7. The shiftable memory of Claim 6, wherein the shift logic comprises a multiplexer connected to selectively route data produced at an output of the sense amplifier of the bit line of the first column to an input of the bit line driver of the bit line of the second column, the multiplexer to selectively route data when data is to be shifted.
8. The shiftable memory of Claim 1, wherein the memory cell comprises one of a dynamic random access memory (DRAM) memory cell and a static random access memory (SRAM) memory cell, the output and the input of the columns comprising bit lines associated with either the DRAM memory cell or the SRAM memory cell.
9. The shiftable memory of Claim 1, further comprising a controller one or both of to select the rows using word lines associated with the rows and to control the shift logic to facilitate shifting data.
10. A shiftable memory system comprising:
an array of memory cells arranged in rows and columns, memory cells of each row being connected in common to a word line of the row and memory cells of the columns being connected in common to a bit line of the column;
a plurality of shift circuits, a shift circuit of the plurality being connected between a first column bit line and a second column bit line to shift data output by the first column into the second column, the shifted data to be stored in a memory cell in a selected row of the second column; and
a controller to select the rows using the word lines and to control the shift logic circuit to facilitate shifting data.
11. The shiftable memory system of Claim 10, further comprising one or both of a sense amplifier and a bit line driver between the array of memory cells and the shift circuits, the sense amplifier to produce the output data from a signal on the first bit line generated by a memory cell of the first column in the selected row and the bit line driver to provide the output data to the memory cell in the selected row of the second column.
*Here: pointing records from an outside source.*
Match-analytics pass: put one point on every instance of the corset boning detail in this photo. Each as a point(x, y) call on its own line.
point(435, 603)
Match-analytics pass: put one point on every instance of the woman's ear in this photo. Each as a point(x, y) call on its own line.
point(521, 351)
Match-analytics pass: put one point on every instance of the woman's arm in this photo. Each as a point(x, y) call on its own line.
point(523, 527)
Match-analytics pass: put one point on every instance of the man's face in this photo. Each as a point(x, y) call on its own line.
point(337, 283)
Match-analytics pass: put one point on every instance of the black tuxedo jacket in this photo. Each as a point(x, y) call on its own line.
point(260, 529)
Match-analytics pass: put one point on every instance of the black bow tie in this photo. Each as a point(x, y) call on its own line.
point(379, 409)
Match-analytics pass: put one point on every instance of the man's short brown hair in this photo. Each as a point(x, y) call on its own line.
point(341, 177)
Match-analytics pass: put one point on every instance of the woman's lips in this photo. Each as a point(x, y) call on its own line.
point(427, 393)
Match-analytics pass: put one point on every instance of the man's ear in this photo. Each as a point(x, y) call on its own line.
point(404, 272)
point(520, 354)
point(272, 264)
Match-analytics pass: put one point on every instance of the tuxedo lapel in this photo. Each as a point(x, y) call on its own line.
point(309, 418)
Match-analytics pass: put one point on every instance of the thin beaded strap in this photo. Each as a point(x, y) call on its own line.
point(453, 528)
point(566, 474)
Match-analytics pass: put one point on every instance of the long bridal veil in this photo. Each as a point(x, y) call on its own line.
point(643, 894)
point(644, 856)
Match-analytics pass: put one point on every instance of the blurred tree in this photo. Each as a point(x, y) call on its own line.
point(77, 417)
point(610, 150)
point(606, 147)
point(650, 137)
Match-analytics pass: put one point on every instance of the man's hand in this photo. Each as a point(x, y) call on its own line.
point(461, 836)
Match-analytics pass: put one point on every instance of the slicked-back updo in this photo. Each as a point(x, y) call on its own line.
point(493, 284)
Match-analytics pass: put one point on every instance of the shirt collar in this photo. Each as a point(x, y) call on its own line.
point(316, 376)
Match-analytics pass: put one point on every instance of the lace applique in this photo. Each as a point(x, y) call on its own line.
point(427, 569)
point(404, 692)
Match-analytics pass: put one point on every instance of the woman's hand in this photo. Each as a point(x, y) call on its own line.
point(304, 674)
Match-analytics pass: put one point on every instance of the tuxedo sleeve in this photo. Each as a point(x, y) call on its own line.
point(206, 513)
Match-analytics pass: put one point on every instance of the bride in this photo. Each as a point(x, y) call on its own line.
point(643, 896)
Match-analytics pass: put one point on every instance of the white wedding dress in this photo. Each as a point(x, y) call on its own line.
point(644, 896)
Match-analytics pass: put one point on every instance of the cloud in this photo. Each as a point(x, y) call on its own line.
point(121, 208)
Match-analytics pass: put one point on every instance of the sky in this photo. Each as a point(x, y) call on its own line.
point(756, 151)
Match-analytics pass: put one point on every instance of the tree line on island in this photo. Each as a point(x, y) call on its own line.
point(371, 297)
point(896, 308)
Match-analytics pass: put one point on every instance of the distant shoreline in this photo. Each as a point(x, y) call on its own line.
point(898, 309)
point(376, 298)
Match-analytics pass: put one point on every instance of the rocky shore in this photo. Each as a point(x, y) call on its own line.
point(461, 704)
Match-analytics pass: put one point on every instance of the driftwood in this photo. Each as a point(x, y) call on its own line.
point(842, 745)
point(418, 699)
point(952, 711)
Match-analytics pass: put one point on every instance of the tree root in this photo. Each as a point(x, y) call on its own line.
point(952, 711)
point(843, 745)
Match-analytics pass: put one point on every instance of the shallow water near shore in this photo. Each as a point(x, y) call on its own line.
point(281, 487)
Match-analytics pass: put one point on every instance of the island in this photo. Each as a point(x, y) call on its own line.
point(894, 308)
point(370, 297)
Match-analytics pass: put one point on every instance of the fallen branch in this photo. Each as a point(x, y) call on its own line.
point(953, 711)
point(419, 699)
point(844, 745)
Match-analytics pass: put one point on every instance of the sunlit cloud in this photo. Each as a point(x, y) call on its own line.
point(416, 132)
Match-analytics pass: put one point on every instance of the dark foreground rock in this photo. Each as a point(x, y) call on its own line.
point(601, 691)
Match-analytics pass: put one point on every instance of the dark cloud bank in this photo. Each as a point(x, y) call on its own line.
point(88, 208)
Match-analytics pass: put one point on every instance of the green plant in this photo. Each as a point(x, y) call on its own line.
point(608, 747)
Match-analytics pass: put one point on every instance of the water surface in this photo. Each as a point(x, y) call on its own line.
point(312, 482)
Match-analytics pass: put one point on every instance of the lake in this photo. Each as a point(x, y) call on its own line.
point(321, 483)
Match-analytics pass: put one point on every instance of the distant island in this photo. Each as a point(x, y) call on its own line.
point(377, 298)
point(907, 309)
12. The shiftable memory system of Claim 10, wherein the memory cell comprises one of a dynamic random access memory (DRAM) memory cell and a static random access memory (SRAM) memory cell, the bit lines comprising pairs of bit lines associated with either the DRAM memory cell or the SRAM memory cell.
13. The shiftable memory system of Claim 10, wherein the data comprises data words, the data words being stored one of sequentially along one or more of the rows of the plurality and distributed across a plurality of adjacent arrays in corresponding rows.
14. A method of shifting data in a shiftable memory, the method comprising: selecting a row of memory cells of the shiftable memory, the memory cells of the shiftable memory being arranged as a plurality of rows and a plurality of columns;
communicating data between columns using shift logic of the shiftable memory, communicating data being from a first column to a second column, the data being provided by a memory cell of the first column in the selected row; and
storing the communicated data in a memory cell of a second column in the selected row,
wherein the communicated data is shifted along the selected row from the first column memory cell to the second column memory cell.
15. The method of shifting data in shiftable memory of Claim 14, wherein communicating data between columns comprises:
amplifying a signal on a bit line from the memory cell of the first column using a sense amplifier to produce the data at an output of the sense amplifier;
selectively transferring the data from the output of the sense amplifier to an input of a bit line driver of the second column; and
driving the bit line of the second column using the bit line driver to produce a signal that facilitates storing the data in the memory cell of the second column in the selected row,
wherein selectively transferring the data is performed by shift logic of the shiftable memory when data is shifted.